3- Quel plan pour encourager la consommation par les populations du lait local ? Une politique pour la souveraineté en lait s’inspirera assurément de ce qui se fait pour l’autosuffisance en riz, en oignons…
Les APE seraient des accords visant à aider les ACP à sortir du sous-développement ? Rien n’est plus opposé à la réalité. C’est ce que nous avons montré à travers l’exemple de la filière laitière au Sénégal. Illustration qui pourrait être multipliée par exemple avec les céréales africaines qui vont être laminées notamment avec le blé (550.000 tonnes de blé, pour une valeur de 90 milliards de francs CFA, importées chaque année au Sénégal) qui comme le lait aura des droits de douane nuls dès la première année d’application de l’APE.

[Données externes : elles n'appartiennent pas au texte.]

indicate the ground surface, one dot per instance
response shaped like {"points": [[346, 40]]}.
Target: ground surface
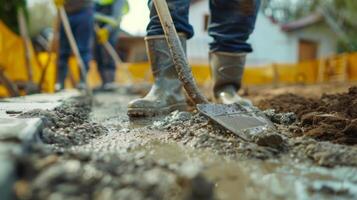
{"points": [[97, 152]]}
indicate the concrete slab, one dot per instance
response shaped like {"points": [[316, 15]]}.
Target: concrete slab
{"points": [[8, 151], [21, 130], [12, 109], [44, 98]]}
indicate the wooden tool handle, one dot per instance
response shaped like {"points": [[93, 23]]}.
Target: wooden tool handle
{"points": [[178, 55], [74, 47]]}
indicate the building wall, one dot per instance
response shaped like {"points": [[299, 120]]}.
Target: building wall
{"points": [[198, 46], [269, 42], [327, 42]]}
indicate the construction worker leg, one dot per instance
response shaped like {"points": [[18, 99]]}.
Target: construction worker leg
{"points": [[179, 11], [232, 22], [166, 93], [64, 53], [83, 30]]}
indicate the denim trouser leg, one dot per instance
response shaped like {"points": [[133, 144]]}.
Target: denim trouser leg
{"points": [[179, 11], [82, 26], [64, 53], [83, 31], [104, 61], [232, 22]]}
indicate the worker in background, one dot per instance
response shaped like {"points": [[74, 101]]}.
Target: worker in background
{"points": [[108, 17], [231, 23], [80, 15]]}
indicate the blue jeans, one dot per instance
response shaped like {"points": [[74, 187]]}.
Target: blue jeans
{"points": [[105, 63], [82, 27], [232, 22]]}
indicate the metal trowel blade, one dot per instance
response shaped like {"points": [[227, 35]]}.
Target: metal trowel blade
{"points": [[242, 121]]}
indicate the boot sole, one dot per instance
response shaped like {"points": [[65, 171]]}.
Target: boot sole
{"points": [[150, 112]]}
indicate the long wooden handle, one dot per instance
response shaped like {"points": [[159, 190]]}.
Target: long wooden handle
{"points": [[27, 43], [178, 55], [74, 47]]}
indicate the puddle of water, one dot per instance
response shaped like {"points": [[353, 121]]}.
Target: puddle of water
{"points": [[255, 179]]}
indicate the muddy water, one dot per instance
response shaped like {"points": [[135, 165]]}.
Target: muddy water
{"points": [[281, 177], [254, 179]]}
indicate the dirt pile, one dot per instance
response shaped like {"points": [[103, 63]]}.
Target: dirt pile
{"points": [[68, 124], [45, 175], [330, 118]]}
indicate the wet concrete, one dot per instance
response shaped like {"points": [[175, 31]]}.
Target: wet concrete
{"points": [[181, 156]]}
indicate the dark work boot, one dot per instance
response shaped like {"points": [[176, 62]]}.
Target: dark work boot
{"points": [[227, 71], [166, 94]]}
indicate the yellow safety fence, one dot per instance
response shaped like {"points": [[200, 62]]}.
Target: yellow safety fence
{"points": [[340, 68]]}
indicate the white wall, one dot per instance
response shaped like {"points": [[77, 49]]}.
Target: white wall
{"points": [[270, 44], [197, 47], [327, 42]]}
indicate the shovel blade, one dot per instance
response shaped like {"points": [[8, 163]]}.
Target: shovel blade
{"points": [[242, 121]]}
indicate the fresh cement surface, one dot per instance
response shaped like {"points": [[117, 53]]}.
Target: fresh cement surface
{"points": [[92, 150]]}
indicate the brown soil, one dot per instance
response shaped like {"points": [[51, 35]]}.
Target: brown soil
{"points": [[330, 118]]}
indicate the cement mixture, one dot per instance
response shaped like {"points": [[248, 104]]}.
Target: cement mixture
{"points": [[97, 152]]}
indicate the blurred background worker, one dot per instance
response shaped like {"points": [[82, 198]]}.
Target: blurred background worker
{"points": [[80, 15], [108, 17], [231, 23]]}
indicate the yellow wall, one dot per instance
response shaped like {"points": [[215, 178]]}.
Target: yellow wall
{"points": [[12, 61]]}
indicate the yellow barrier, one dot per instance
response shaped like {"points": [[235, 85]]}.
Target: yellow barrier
{"points": [[12, 53]]}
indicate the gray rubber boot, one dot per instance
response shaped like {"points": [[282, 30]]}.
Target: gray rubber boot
{"points": [[166, 94], [227, 71]]}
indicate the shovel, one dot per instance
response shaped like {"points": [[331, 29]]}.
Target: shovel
{"points": [[242, 121]]}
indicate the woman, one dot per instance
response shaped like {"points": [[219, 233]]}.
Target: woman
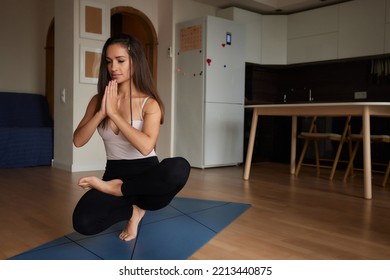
{"points": [[127, 112]]}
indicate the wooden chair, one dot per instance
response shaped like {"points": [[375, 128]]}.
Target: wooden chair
{"points": [[314, 135], [358, 138]]}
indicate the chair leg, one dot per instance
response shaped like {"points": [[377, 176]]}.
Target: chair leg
{"points": [[338, 153], [350, 163], [386, 174], [301, 157]]}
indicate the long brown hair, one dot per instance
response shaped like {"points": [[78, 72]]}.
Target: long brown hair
{"points": [[142, 75]]}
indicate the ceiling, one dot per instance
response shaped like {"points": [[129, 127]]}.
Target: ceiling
{"points": [[272, 6]]}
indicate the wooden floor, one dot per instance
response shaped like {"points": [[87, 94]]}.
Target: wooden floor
{"points": [[308, 217]]}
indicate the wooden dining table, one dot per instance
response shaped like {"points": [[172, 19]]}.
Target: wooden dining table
{"points": [[363, 109]]}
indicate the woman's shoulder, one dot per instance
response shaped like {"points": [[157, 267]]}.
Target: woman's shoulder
{"points": [[151, 105]]}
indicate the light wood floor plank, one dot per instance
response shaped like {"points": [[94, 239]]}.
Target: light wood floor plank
{"points": [[308, 217]]}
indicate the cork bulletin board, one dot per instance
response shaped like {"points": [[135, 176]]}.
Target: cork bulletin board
{"points": [[89, 64], [92, 20]]}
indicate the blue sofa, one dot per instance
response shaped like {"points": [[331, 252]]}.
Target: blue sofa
{"points": [[26, 130]]}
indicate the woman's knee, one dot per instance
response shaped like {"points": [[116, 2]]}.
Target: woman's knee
{"points": [[178, 169]]}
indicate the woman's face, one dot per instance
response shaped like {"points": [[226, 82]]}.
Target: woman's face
{"points": [[118, 63]]}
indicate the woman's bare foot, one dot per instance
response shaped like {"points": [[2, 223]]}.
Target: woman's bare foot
{"points": [[111, 187], [131, 229]]}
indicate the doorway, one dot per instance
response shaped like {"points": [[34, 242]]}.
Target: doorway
{"points": [[133, 22], [49, 53]]}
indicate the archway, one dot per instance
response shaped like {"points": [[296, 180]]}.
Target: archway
{"points": [[49, 81], [133, 22]]}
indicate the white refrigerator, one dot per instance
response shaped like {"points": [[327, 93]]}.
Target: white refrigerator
{"points": [[209, 86]]}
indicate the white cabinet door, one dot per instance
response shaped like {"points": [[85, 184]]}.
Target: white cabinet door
{"points": [[224, 134], [312, 35]]}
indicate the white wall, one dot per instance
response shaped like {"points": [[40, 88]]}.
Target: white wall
{"points": [[23, 30]]}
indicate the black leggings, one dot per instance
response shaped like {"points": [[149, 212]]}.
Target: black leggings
{"points": [[147, 183]]}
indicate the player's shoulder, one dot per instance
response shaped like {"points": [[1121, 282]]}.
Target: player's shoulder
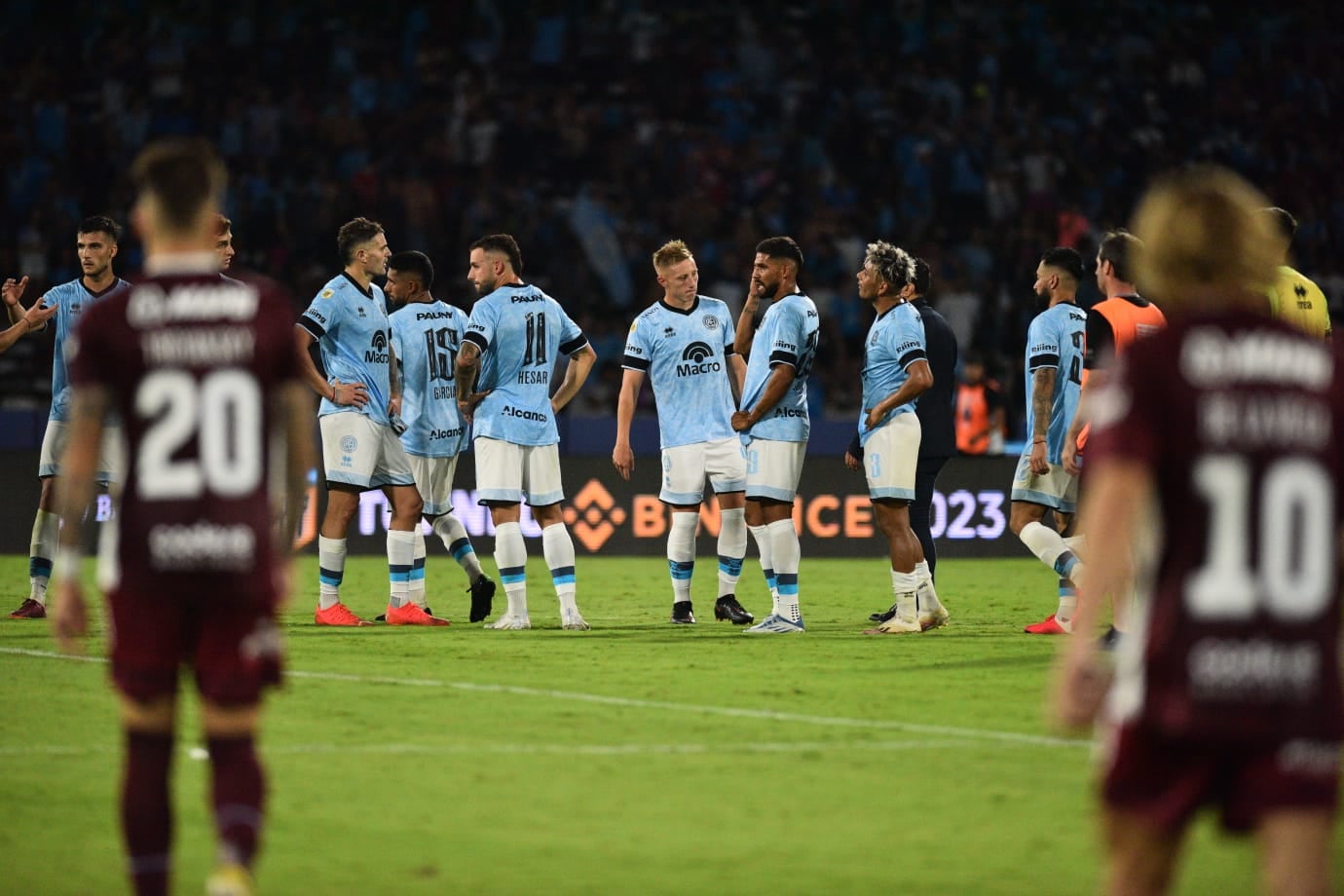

Le scandale des œufs contaminés à la Fipronil en Europe qui avait touché au moins 16 pays de l’UE devrait attirer l’attention de ceux qui veulent confier l’alimentation des populations africaines à l’UE.
La commercialisation du lait en poudre contaminé de Lactalis dans plusieurs pays dont le Sénégal est une raison supplémentaire pour ne pas exposer durablement les pays africains aux marchandises en provenance de l’UE en général du lait en particulier avec l’APE. Cet énième scandale sonne l’heure de la souveraineté laitière.
Pour tenter de stopper les traversées périlleuses de la Méditerranée, l’UE a noué un partenariat privilégié avec le Sénégal, le Mali, le Nigéria, l’Ethiopie et le Niger en 2016. Avec l’APE, c’est peine perdue. 12.000 sénégalais ont tenté de traverser de manière irrégulière la mer Méditerranée pour entrer en Europe ces deux dernières années, soit 16 par jour. Cette mer Méditerranée où ont été dénombrés 20 morts par jour en 2016.
La lutte contre les APE doit se prolonger dans l’évaluation de l’Accord de Cotonou, qui doit expirer dans deux ans. Sortir de l’Accord de Cotonou pour stopper les APE, tel est aujourd’hui le défi à relever par les peuples.